Civil Rights Tour: Legal Campaigns - Belford and Marjorie Lawson

8 Logan Circle

“…[A]ll education should be in the direction of overcoming the awful monsters of Jim Crow and other evils that stand in the way of freedom.”(Belford Lawson, 1947)

Washington attorney Belford V. Lawson (1909-1985) spoke these words at a 1947 forum at Lincoln University that followed the release of a much-anticipated report by the President’s Committee on Civil Rights. He urged Lincoln students to study the report’s recommendations for eliminating segregation and to enter into a career of public service. Lawson had embarked on his own career in civil rights years earlier. He co-founded the Negro Alliance in the early 1930's and served as lead attorney for New Negro Alliance v. Sanitary Grocery, the 1938 Supreme Court case that upheld the right to boycott and picket businesses. In 1941 he filed a case regarding discrimination in the cafeteria of the new National Airport in what the New York Amsterdam Star-News called the first D.C. civil rights case since 1868. According to the court decision, the airport food concessionaire was allowed to continue its discriminatory practices since federal facilities could follow local laws, and National Airport was located in Virginia where segregation was legal. Despite additional lawsuits, the airport food concessionaire continued to discriminate until 1949.

In 1950 Lawson was part of the legal team for Henderson v. United States, a landmark lawsuit that abolished segregation in railroad dining cars. In 1948, with Lawson as its national president, Alpha Phi Alpha and several other African American Greek-letter organizations formed the American Council on Human Rights to press for housing, civil rights legislation, and fair employment practices by government agencies. The group’s conventions drew thousands.
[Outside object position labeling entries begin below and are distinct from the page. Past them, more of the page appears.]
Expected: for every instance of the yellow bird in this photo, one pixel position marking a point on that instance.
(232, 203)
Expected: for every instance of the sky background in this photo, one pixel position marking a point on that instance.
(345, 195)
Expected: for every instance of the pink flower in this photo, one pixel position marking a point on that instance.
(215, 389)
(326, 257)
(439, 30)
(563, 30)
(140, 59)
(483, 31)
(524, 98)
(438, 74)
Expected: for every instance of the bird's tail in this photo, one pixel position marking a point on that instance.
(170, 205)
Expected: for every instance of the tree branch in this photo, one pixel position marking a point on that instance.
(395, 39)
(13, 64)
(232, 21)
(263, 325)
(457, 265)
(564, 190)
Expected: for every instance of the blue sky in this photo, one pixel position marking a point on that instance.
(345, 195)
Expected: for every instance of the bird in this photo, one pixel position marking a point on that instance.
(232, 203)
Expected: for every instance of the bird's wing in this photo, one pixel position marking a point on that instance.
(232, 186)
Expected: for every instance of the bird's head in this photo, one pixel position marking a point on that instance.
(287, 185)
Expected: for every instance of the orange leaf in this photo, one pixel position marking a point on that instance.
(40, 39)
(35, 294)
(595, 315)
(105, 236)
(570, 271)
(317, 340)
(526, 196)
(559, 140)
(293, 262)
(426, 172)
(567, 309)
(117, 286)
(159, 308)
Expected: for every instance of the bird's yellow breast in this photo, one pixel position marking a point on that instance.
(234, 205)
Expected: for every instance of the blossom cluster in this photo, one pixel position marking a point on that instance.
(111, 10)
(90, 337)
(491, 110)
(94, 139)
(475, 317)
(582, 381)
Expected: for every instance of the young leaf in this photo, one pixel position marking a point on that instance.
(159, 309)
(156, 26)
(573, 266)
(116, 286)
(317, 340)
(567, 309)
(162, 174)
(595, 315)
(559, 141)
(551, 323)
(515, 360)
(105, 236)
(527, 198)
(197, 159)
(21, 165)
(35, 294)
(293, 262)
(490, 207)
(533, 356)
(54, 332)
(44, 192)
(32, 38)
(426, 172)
Marjorie M. Lawson (1912-2002), Belford Lawson’s wife and also an attorney, served as general counsel for the National Council of Negro Women and as an adviser to John F. Kennedy's 1960 presidential campaign. President Kennedy appointed her to the Juvenile Court bench in 1962, and President Johnson appointed her U.S. representative to the United Nations Economic and Social Council in 1965. The couple lived on Logan Circle from 1938 to 1958 and rented their third floor to U.S. Representative Adam Clayton Powell, Jr. (D-NY, 1945-1971). In the 1960s, Powell would serve a vital role in shepherding President Lyndon Baines Johnson’s civil rights legislation through Congress.